Do general practitioners or family physicians know enough about travel insurance? Milan Korcok examines the reasons why it’s vital they know more.
“I’m trying to be honest, but my doctor doesn’t tell me everything.” As a travel insurance ombudsman for over 10 years, I have heard this complaint from many embittered travellers whose claims for medical and hospital expenses have been denied by their insurers because their medical histories didn’t match their applications for coverage.
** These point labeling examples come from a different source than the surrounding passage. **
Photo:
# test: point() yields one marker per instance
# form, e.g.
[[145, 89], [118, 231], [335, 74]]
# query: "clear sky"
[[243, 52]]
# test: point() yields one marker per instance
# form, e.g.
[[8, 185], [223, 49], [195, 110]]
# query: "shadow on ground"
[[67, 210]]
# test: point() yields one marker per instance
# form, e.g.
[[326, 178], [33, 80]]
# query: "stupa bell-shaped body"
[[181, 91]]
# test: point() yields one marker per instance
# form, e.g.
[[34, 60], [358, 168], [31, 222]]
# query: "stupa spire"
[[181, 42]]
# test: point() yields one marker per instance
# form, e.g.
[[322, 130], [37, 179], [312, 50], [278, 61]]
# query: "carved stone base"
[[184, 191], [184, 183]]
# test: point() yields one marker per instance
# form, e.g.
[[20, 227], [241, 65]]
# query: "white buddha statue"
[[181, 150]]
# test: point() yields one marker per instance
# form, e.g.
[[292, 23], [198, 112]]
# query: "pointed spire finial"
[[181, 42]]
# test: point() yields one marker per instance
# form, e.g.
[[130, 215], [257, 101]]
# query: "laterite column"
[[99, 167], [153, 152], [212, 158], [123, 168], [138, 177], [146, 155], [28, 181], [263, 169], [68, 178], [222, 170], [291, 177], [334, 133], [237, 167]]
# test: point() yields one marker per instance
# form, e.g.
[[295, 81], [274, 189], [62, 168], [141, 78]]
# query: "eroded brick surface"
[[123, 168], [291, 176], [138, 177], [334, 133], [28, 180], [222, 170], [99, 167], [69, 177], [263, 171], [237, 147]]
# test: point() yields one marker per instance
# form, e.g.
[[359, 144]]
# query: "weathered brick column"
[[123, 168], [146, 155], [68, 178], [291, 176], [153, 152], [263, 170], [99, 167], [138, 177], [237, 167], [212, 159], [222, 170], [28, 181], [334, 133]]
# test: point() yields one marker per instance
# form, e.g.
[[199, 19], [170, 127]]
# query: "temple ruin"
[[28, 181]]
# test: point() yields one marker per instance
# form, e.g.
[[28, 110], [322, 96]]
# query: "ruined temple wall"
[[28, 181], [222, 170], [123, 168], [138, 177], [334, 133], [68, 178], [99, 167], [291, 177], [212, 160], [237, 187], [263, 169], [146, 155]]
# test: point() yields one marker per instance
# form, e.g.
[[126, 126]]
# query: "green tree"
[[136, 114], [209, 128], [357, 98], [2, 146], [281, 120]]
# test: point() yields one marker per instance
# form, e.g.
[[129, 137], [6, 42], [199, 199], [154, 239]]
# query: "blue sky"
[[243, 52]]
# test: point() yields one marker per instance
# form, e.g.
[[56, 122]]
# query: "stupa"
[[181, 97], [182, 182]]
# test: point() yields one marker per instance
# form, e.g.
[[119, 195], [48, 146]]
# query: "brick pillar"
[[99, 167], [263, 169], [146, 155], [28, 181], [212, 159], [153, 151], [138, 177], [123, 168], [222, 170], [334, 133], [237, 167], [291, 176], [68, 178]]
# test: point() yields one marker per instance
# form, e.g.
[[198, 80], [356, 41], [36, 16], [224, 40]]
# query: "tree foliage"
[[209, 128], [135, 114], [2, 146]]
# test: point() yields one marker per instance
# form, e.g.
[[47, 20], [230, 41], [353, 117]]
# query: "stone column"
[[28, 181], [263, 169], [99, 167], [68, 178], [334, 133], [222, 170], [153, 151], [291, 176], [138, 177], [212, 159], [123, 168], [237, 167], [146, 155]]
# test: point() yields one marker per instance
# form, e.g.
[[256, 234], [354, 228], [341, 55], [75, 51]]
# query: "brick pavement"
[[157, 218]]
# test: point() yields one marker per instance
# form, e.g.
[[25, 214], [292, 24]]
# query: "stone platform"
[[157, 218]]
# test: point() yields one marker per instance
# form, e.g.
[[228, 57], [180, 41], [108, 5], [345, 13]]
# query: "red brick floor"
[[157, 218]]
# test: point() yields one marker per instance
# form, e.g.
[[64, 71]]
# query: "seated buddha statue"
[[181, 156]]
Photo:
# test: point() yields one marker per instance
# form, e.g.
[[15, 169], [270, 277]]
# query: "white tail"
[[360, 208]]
Perhaps they didn’t check off the box asking if they had been treated for cardiovascular abnormalities, or gastrointestinal disorders, or urinary or kidney complaints, or lung conditions, or any number of other conditions within the past one, two, or five years; or they failed to report their last visit with their family physician; or they didn’t understand what their doctor said when he talked about their dyslipidemia; or, perhaps, they just brushed all other advice aside once he blessed them with a ‘clean bill of health’. And then came the denial of their claim.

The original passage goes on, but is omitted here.